I’m looking at people running Deepseek’s 671B R1 locally using NVME drives at 2 tokens a second. So why not skip the FLASH and give me a 1TB drive using a NVME controller and only DRAM behind it? The ultimate transistor count is lower on the silicon side. It would be slower than typical system memory but the same as any NVME with a DRAM cache. The controller architecture for safe page writes in Flash and the internal boost circuitry for pulsing each page is around the same complexity as the memory management unit and constant refresh of DRAM and its power stability requirements. Heck, DDR5 and up is putting power regulation on the system memory already IIRC. Anyone know why this is not a thing or where to get this thing?


I don’t know. I have, in the past, been vaguely interested in getting a physical RAM drive to throw more memory on a system than a motherboard supports for use as a read cache for slower storage, and I only ran into things from years back.
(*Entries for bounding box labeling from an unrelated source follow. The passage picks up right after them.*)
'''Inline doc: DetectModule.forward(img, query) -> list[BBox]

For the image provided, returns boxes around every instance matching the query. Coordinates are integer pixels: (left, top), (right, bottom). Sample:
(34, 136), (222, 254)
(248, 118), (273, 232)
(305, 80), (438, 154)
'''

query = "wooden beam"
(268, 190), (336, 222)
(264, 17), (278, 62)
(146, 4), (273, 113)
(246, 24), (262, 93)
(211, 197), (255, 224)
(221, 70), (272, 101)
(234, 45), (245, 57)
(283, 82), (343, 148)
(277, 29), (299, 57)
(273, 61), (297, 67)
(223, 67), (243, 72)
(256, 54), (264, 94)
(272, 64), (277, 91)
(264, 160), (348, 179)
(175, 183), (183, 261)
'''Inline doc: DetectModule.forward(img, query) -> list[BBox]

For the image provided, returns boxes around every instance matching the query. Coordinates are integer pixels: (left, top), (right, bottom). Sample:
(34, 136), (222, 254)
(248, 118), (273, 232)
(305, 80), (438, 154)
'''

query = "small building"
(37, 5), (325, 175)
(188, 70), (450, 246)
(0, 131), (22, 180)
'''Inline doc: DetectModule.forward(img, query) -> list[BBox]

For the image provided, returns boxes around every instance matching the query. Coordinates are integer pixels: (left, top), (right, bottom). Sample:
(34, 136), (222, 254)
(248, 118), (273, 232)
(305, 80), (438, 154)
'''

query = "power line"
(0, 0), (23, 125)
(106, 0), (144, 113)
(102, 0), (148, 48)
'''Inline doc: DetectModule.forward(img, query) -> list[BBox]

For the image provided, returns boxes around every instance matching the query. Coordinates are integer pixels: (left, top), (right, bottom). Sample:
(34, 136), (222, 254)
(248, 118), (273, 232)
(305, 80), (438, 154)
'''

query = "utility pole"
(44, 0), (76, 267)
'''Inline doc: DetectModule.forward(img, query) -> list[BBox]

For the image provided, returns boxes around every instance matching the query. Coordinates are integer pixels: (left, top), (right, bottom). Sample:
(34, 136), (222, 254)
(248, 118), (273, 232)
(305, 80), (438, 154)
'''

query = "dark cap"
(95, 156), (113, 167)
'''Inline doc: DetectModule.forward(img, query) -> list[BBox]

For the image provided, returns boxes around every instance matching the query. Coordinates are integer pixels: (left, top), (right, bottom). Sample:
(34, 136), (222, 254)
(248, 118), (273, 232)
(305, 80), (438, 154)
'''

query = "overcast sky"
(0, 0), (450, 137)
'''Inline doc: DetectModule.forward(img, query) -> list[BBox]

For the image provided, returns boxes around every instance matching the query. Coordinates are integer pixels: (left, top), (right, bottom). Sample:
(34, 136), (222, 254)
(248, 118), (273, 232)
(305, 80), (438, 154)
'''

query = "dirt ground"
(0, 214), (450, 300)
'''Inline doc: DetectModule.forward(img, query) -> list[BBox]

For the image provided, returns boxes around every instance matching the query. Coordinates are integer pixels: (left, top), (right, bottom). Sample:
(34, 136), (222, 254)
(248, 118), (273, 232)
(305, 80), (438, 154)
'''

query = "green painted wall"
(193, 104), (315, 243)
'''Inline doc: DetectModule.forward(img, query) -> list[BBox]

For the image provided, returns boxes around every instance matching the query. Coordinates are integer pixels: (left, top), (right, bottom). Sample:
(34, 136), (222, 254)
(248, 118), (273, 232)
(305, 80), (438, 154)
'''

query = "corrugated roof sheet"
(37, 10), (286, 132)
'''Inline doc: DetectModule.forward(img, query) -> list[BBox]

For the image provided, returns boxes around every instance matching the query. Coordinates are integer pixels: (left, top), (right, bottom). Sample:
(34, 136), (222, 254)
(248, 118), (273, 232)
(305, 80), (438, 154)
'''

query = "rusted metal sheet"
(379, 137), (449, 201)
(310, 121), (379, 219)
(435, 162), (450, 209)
My guess is that there just isn’t enough stuff out there where one really benefits all that much from that much more memory, so not a huge amount of demand. It might also be that the idea is to segregate desktop computing from some other environments, and Intel and similar want to put a cap on how much memory is accessible to desktop systems so that they can charge higher prices for specialized systems. I don’t know how they’d prevent someone from throwing a ton of DRAM chips in a drive, but I can imagine them having an incentive for it.